In affluent cities and suburbs across the U.S., childhood has changed. Thirty years ago, hands-off parents didn’t call their children “Free Range,” because freedom was just a part of being a kid. Now, parents have sharply limited children’s freedom in the name of safety and have traded unstructured time for after school activities. The hovering “help” of so-called helicopter parenting may provide short-term rewards, but cost a child their independence in the long run.
Are YOU a helicopter parent?
A helicopter parent is defined as a parent who obsessively “hovers” around their kids in an overprotective manner. It is important to care for your child, but oftentimes helicopter children rely on their parents to swoop in and save them well into adulthood.
Helicopter parents don’t set out to harm their children. It’s because you want to help your children that you are often willing to do whatever it takes to help your kids succeed. But you also need a wake-up call about the accidental consequences of your actions.
Achievement vs. independence
The problem with helicopter children is that when it’s time to head out on their own and make their way in the world, they are ill-prepared. College graduates with impressive resumes arrive at new jobs so emotionally fragile that even minor problems need to be solved for them by other adults. If there’s one thing that shouldn’t happen, it’s your boss getting an angry call from your mom.
Jessica Lahey, author of The Gift of Failure, talks about her own struggle as a helicopter parent. Eventually, she began to understand that her parenting success should not be defined by her own effort, but rather by her children’s earned competence. In chapters on sports, friendship and homework, Lahey advises parents on when to step in, and when to step back. Her advice? Expect more, nag less. More patience, less perfection. Step back, and kids will step up.
Lahey told me how she transformed her own household: “I became much more aware of my motives. I was doing a lot of stuff for my kids—solving their problems and saving them from themselves—that made me feel good in the moment, but undermined their education and development. I had to cut that out, and that’s been hard to do because it had become a habit, both for me and my kids.”

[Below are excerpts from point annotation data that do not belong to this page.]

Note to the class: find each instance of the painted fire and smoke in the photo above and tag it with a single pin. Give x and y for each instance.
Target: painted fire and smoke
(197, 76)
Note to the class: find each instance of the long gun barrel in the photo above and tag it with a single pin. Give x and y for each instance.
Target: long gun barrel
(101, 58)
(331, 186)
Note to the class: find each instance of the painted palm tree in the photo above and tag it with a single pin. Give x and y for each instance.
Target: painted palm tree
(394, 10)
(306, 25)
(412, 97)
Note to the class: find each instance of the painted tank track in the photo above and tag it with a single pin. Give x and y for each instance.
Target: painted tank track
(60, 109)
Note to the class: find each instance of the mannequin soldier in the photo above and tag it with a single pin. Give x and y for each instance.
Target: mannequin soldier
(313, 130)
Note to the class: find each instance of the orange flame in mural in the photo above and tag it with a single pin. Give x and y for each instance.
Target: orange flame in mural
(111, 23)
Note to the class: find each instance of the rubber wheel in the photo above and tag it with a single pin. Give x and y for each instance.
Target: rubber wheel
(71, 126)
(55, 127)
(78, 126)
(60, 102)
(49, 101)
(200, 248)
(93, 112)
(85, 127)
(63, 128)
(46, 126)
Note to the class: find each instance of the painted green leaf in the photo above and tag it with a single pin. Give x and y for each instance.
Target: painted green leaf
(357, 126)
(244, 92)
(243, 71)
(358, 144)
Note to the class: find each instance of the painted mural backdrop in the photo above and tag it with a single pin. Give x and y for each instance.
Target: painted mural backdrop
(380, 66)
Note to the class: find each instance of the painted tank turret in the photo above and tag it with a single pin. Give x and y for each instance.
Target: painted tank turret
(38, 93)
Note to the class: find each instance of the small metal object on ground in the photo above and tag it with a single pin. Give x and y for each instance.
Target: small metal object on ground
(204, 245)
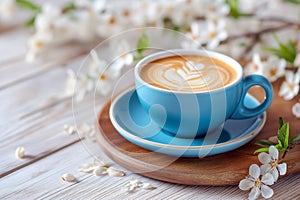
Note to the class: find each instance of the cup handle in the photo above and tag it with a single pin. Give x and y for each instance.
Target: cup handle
(243, 112)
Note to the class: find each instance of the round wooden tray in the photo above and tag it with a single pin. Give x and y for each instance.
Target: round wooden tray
(223, 169)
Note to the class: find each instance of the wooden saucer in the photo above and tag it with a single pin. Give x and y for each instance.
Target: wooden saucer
(223, 169)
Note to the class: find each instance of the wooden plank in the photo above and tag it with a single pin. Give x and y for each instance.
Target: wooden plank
(221, 169)
(42, 180)
(21, 70)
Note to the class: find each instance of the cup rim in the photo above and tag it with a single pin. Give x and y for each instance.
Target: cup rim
(180, 52)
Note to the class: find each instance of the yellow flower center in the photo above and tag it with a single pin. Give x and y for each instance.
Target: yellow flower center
(257, 182)
(273, 163)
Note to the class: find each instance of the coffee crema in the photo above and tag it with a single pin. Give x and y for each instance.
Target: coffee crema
(190, 73)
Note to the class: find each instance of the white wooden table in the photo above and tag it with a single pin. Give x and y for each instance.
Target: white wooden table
(33, 110)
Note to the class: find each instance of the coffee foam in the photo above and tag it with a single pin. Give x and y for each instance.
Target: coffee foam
(188, 73)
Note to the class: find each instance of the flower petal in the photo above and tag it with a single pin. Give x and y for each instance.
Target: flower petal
(255, 192)
(264, 158)
(273, 152)
(254, 171)
(266, 192)
(246, 184)
(267, 179)
(265, 169)
(282, 168)
(274, 173)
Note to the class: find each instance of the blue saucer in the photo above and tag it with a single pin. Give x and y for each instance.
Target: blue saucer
(131, 121)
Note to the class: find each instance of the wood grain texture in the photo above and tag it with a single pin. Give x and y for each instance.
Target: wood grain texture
(223, 169)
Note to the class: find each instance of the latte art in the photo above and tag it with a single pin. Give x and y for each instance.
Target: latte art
(188, 73)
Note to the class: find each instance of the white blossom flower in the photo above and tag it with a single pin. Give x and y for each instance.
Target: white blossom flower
(194, 40)
(270, 163)
(258, 186)
(217, 9)
(290, 87)
(215, 33)
(7, 9)
(296, 110)
(255, 66)
(273, 68)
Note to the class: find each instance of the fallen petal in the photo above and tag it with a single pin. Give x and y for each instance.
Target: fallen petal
(68, 177)
(282, 168)
(266, 191)
(274, 173)
(148, 186)
(254, 171)
(265, 168)
(267, 179)
(255, 192)
(273, 152)
(99, 171)
(264, 158)
(246, 184)
(115, 172)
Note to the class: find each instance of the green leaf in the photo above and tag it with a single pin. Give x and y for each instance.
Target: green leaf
(26, 4)
(280, 123)
(264, 143)
(294, 139)
(265, 149)
(279, 147)
(30, 22)
(283, 136)
(69, 7)
(142, 44)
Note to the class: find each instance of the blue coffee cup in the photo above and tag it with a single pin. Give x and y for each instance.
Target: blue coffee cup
(190, 114)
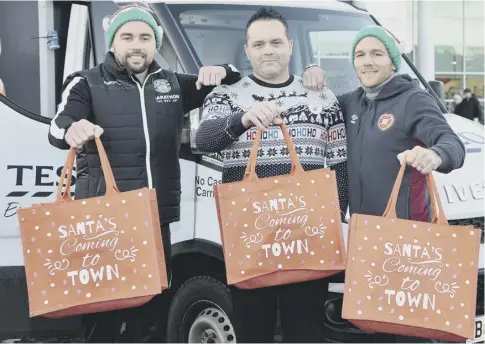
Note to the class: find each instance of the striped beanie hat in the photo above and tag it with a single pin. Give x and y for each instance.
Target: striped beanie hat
(131, 13)
(392, 44)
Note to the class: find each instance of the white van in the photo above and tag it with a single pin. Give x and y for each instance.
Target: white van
(48, 40)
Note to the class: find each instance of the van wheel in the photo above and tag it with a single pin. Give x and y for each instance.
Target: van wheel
(201, 312)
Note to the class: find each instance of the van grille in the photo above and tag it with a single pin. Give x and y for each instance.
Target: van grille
(476, 222)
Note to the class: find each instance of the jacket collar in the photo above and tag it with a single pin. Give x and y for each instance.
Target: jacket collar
(120, 72)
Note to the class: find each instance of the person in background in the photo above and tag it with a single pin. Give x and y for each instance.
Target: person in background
(138, 109)
(230, 118)
(457, 106)
(390, 118)
(2, 86)
(470, 106)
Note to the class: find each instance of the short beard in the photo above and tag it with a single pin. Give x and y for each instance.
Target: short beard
(136, 70)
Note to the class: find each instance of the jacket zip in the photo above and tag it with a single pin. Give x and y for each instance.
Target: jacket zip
(361, 125)
(141, 89)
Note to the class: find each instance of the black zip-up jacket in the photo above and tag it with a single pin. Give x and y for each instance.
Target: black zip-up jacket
(401, 117)
(142, 128)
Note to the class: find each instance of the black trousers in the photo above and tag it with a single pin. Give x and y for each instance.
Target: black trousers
(301, 307)
(105, 327)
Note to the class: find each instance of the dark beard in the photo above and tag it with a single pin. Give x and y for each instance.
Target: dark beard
(134, 69)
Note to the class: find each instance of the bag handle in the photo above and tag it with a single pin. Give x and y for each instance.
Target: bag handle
(66, 170)
(436, 205)
(296, 167)
(111, 187)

Our kids shouldn’t need us forever
As a middle school teacher, I hold high expectations for all students. But I define success as independence and self-motivation, rather than a slew of A’s. If the choice is between teeing students up for impressive achievement and letting them fail on their way to independence, I’m going to choose independence every time. However, as a parent, I’m not always so sure-footed. Deep down, I know I want to raise resilient, independent children. By setting up boundaries, rather than micromanaging them, I know they’ll be able master basic life skills all on their own.